Better Review Apps
Having a one off environment for each commit / PR is really handy.
There are plenty of services that will build and deploy your static site to a preview environment for each commit, but most breakdown when it comes to more complicated deployments.
For a production app, you’re likely to have:
- Database (Postgres, MySQL, Mongo, etc.)
- Queues (Redis, Rabbitmq, SQS, etc.)
- Background Workers (Celery, RQ, Sidekiq, etc.)
- Search Engine (Elasticsearch, Solr, Algolia, etc.)
- Object Storage (S3, Cloud Storage, etc.)
- PubSub (SNS, Ably, Pusher, PubNub, Firebase, Redis, etc.)
- Cache (Redis, Memcached, Varnish, etc.)
- HTTP Servers (API, Server Rendered HTML, etc.)
- Static Files (CSS, JS, HTML, etc.)
- Webhooks
- SMS
- Stripe
- OAuth sign-in
Dealing with State
Of the above components, most are stateless or can be safely wiped between deploys (queues, cache, etc.), but a few are trickier to handle.
storage – databases, object storage, search engines
For the databases and search engines, we could:
- populate via manual scripts
- restore from a database backup
- create a COW snapshot of anonymized prod data like Skroutz’s dev setup outlined in their kernel bug hunt
Object storage is more complicated, but we could:
- populate via manual scripts
- copy from an existing bucket
oauth
Redirect URIs are tricky since they need to be strict for security.
For example, Slack and GitHub only allows redirect uris that are
subdirectories of the configured uri. So if we wanted our preview envs to have
urls like: pr-10.preview.foo.com
and sha-a123ef.preview.foo.com
,
and our configured url is app.foo.com
we’d be out of luck.
One option is to have a proxy with a url like oauth-dev-proxy.foo.com
that
is configured as the redirect uri for a given OAuth app.

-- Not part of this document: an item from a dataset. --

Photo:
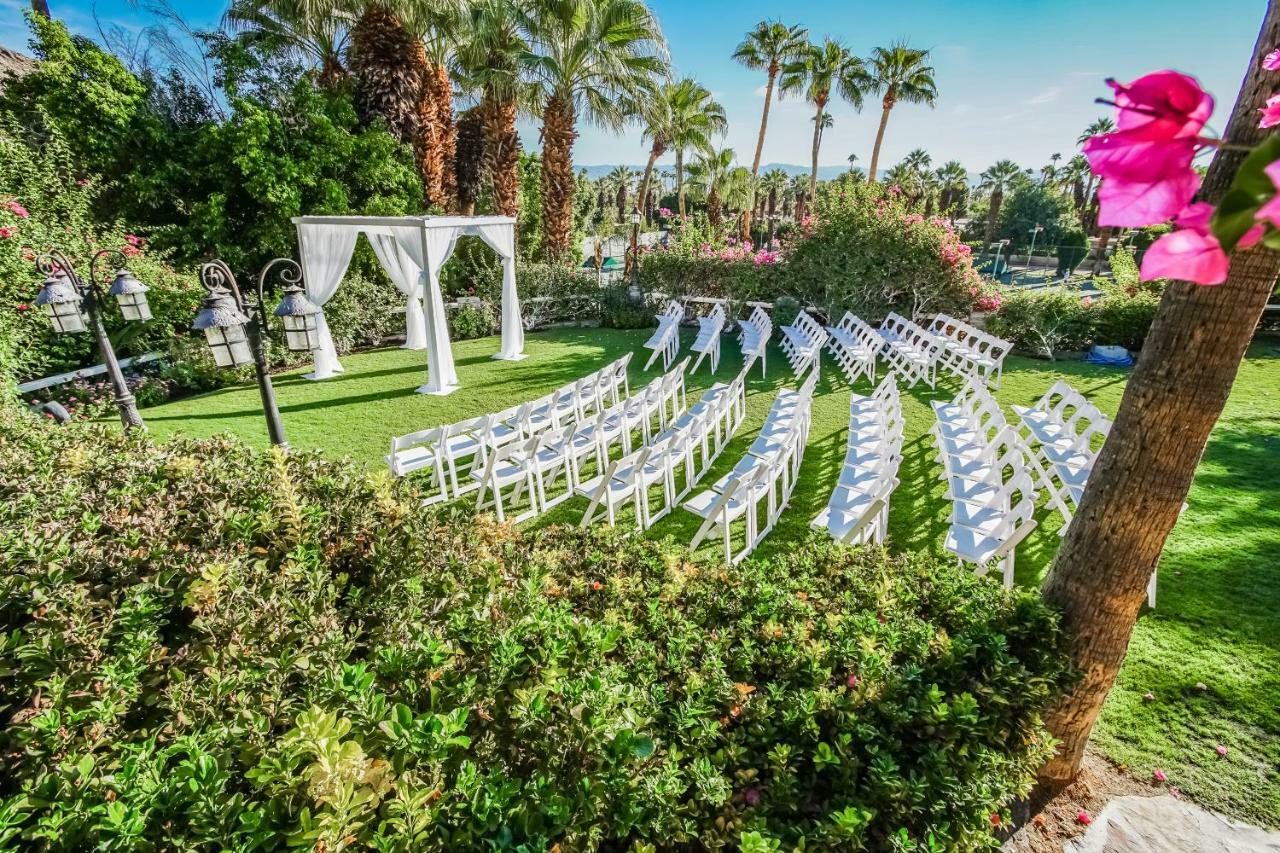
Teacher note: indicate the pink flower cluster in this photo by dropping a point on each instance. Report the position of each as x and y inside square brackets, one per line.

Then all the review apps could have sub paths under that like,
oauth-dev-proxy.foo.com/preview/pr-10/
and
oauth-dev-proxy.foo.com/preview/sha-a123ef
which the proxy would
redirect accordingly to pr-10.preview.foo.com
and
sha-a123ef.preview.foo.com
.
Some OAuth providers, like Slack, allow providing multiple redirect urls for a given OAuth app, so we could add a url each time we deploy a given env. However, this isn’t universal, Github for example doesn’t support multiple redirect urls, so a proxy seems like the best bet.
webhooks
Since webhooks inherently involve a third party calling your endpoint, they can’t be shared like OAuth, so each preview env will need its own config/account.

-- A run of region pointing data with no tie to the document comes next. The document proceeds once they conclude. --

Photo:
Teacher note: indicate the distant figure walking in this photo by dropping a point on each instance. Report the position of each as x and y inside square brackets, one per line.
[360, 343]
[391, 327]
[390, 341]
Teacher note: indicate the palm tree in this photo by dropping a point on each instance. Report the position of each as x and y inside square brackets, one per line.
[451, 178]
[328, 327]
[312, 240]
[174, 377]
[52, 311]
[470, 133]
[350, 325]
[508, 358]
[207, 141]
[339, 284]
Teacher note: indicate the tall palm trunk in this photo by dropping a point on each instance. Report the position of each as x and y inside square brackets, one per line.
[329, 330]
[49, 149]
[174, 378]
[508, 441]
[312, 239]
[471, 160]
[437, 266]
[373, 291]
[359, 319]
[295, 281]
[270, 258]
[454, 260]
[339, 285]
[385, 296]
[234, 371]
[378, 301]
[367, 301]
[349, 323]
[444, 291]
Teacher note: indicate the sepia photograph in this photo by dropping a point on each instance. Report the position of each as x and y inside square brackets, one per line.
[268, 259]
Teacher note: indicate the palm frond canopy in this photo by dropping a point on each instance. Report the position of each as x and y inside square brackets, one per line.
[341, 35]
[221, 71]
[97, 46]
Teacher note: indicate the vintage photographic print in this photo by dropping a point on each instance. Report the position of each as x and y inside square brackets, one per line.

For instance maybe you configured your third party email provider to send
inbound emails to staging.foo.com
and it sends outbound email with
staging@foo.com
.
For the preview envs we’d need a unique config and email for each.

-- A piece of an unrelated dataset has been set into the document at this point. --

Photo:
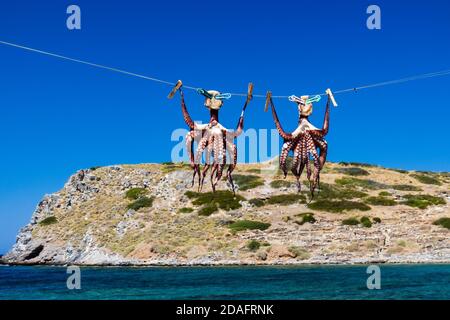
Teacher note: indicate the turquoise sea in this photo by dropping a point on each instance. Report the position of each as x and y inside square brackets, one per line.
[305, 282]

The preview env for PR #10 would get url: pr-10.preview.foo.com
and would use
pr-10.preview@foo.com
for sending email.
When a user replies, the third party mail provider would send the inbound
email via HTTP to pr-10.preview.foo.com
For SMS, using a service like Twilio, we’d need to do something similar where we setup a new phone number for the environment that is used for sending and we configure the callback url for inbound messages from that env’s specific number.
Conclusion
Preview environments for production apps are not as easy as deploying static sites, but are doable.
Setting up miscellaneous third party services, like email and sms, can be achieved by running user defined scripts a la Heroku’s Release Phase.
Datastores can be populated manually, restored from backup, or created with a filesystem snapshot.
PS: speed is essential, waiting 30 minutes for a usable preview env is too long.